SUEÑOS

Mientras me deslizo hacia el estupor de mi inconsciente, te deslizas suavemente hasta llegar a mi más profundo círculo interior. Una vez ahí, te doy la bienvenida, entre la luz convertida en misterio y la llama de nuestros deseos fundidos. Reconozco tus ojos, tu boca y tu sonrisa perfecta. Reconozco tu cuerpo desconocido y la sensación de su presencia. Hablamos sin palabras, comunicamos todo aquello que queremos decirnos, todo aquello que queremos sentirnos.

Un abrazo. Mis labios rozan suavemente tu cuello. El acertijo de un delirio en gestación. Tu aroma. Cuerpos de luz. Nuestras bocas se confunden emanando secretos ancestrales, somos lenguas, vivas, libres, absolutamente independientes. Nos enredamos convirtiendo en fuego la saliva, siendo de humo nos perdemos en caricias, siendo de humo logro sentir la suavidad de tu espalda, de tu pecho contra el mío, tus pezones duros como imanes acercándome hacia ti. Somos dos lenguas que al besarse encuentran la verdad. Mis labios se mimetizan con tu pecho y gimes casi en silencio mezclando los sentidos, al escucharte logro conocer tu sabor, al probarte distingo el tacto de tu piel. Mi cuerpo reacciona ante el tuyo. Lo sientes. Pones una pausa cuando estoy a un milímetro de penetrarte, casi con violencia etérea me detienes en la puerta de tus labios. Me adviertes de tu perfección, del riesgo brutal de viajar por tu humedad; sin embargo, muy despacio me vas llevando a tu interior. Conforme siento a tus paredes cobijarme voy iniciando en una nueva dimensión. Pierdo la razón en el sinsentido de mi más profunda inconsciencia, conozco lo más íntimo de mí al penetrarte. Tus suspiros, casi gritos abarcan cada rincón de mi ser, más allá de la excitación, más allá de la locura. No sé qué siento, nada tiene nombre, la textura de tu abundante humedad consigue evaporarme para poder acariciarte desde dentro. La furia de sentirme de ti, parte de ti, complemento absurdo de tu interior perfecto. La furia de querer llegar más profundo, de sentir tu excitación hecha ilusión, el poder de tus gemidos, el poder de cada parte de tu imagen.

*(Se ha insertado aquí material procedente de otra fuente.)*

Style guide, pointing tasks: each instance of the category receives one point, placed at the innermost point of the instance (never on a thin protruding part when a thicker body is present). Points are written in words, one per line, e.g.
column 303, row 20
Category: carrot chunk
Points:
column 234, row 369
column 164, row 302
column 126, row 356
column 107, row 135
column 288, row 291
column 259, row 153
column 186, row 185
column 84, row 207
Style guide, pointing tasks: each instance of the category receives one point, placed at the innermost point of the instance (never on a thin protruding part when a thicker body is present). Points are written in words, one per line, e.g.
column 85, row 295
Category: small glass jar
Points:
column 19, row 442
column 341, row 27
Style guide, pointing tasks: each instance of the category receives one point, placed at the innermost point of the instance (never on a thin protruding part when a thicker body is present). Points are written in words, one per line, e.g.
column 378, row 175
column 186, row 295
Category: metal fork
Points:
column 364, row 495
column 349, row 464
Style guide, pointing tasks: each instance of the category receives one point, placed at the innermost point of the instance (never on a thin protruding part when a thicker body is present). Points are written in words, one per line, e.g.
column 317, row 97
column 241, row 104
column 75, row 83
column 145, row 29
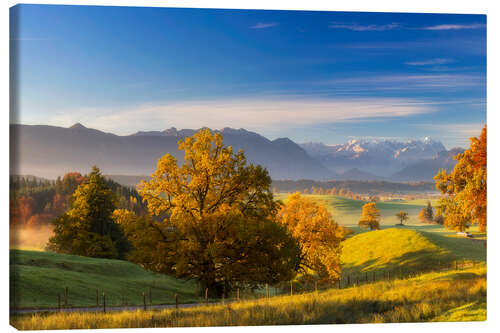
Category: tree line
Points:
column 36, row 201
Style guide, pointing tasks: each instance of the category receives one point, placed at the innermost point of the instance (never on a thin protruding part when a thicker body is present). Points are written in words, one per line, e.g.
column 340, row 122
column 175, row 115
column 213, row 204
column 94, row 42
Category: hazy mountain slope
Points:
column 427, row 169
column 50, row 151
column 378, row 157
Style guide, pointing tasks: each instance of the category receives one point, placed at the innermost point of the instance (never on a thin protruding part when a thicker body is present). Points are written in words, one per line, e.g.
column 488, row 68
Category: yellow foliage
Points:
column 318, row 234
column 465, row 188
column 217, row 218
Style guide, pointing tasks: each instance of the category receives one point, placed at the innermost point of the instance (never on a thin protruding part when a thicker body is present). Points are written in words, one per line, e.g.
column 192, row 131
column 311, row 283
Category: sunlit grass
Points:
column 37, row 278
column 405, row 251
column 347, row 211
column 445, row 296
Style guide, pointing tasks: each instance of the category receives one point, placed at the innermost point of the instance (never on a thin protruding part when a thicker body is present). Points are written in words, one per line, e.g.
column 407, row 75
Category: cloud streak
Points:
column 438, row 61
column 261, row 25
column 360, row 27
column 257, row 115
column 454, row 27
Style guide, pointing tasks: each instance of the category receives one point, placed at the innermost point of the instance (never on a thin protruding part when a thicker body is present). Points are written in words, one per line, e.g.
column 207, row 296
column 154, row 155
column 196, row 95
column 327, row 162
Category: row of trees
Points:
column 35, row 202
column 464, row 189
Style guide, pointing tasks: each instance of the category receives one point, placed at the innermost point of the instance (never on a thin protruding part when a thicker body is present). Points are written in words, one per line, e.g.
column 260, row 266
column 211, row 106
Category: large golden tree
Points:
column 318, row 234
column 464, row 189
column 215, row 220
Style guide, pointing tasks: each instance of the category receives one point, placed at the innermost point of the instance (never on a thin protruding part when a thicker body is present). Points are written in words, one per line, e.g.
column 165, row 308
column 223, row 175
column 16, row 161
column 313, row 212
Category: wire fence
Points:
column 104, row 302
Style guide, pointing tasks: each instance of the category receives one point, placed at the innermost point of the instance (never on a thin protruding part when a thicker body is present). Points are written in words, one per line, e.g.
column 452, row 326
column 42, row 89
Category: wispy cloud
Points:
column 461, row 130
column 262, row 25
column 437, row 61
column 454, row 26
column 408, row 82
column 253, row 114
column 361, row 27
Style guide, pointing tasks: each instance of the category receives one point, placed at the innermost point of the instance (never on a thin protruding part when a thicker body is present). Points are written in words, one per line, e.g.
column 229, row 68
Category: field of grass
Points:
column 37, row 278
column 445, row 296
column 346, row 211
column 406, row 249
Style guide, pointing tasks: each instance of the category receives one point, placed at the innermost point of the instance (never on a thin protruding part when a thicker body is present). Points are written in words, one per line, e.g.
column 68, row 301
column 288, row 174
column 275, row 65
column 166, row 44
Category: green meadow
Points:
column 38, row 278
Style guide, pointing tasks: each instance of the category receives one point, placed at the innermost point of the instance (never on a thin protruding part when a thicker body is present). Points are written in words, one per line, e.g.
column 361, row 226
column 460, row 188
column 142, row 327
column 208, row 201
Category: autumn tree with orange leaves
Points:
column 464, row 189
column 318, row 234
column 214, row 220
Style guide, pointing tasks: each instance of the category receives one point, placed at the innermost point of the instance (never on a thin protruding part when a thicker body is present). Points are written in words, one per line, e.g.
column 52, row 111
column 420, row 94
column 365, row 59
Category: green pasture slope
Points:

Al tiempo de penetrarte beso tus labios, siento tu espalda con mis manos, tus muslos, tus piernas al aprisionarme en tu esplendor. Al tiempo de penetrarte nuestro sudor se vuelve vino. Nuestra razón se vuelve incienso. Gritamos. Soñamos. Decidimos. El peligro se convierte en un motor. Me tienes, ¿te das cuenta? Más allá de lo aparentemente real soy de ti. Muerdo tus labios, bebo tu lengua. Muevo mi pelvis para intentar llegar a ti, partirte en dos y devorarte justo como estoy siendo devorado. ¡Tu aliento! ¡Tus gritos! ¡Mis gritos! Mi lengua recorre tu cuello, tu boca, tu cara. Tu lengua desesperada me seduce. Una vez más. Siempre, nunca, pasado y presente. Todo es un instante. Todo es nuestro instante.

Ambos sabemos lo que sigue, el ritual. Tus gemidos se agudizan, tu respiración se vuelve inconstante, hasta que descubro que la contienes. Contienes ese grito final. En silencio me ruegas que te espere. Espero conteniendo también el aire hasta sentir finalmente ese grito liberador, las contracciones de tu ser invitándome con más fuerza a perderme en ti. Grito. Exploto.

Dentro de ti me convierto en huella, viajo por los sueños y por las historias, por un nosotros y por un elevado estado de ti, por esa gran jerarquía celestial en la que ahora, por un momento, me permites habitar. Te lleno de mí, me vuelvo de ti.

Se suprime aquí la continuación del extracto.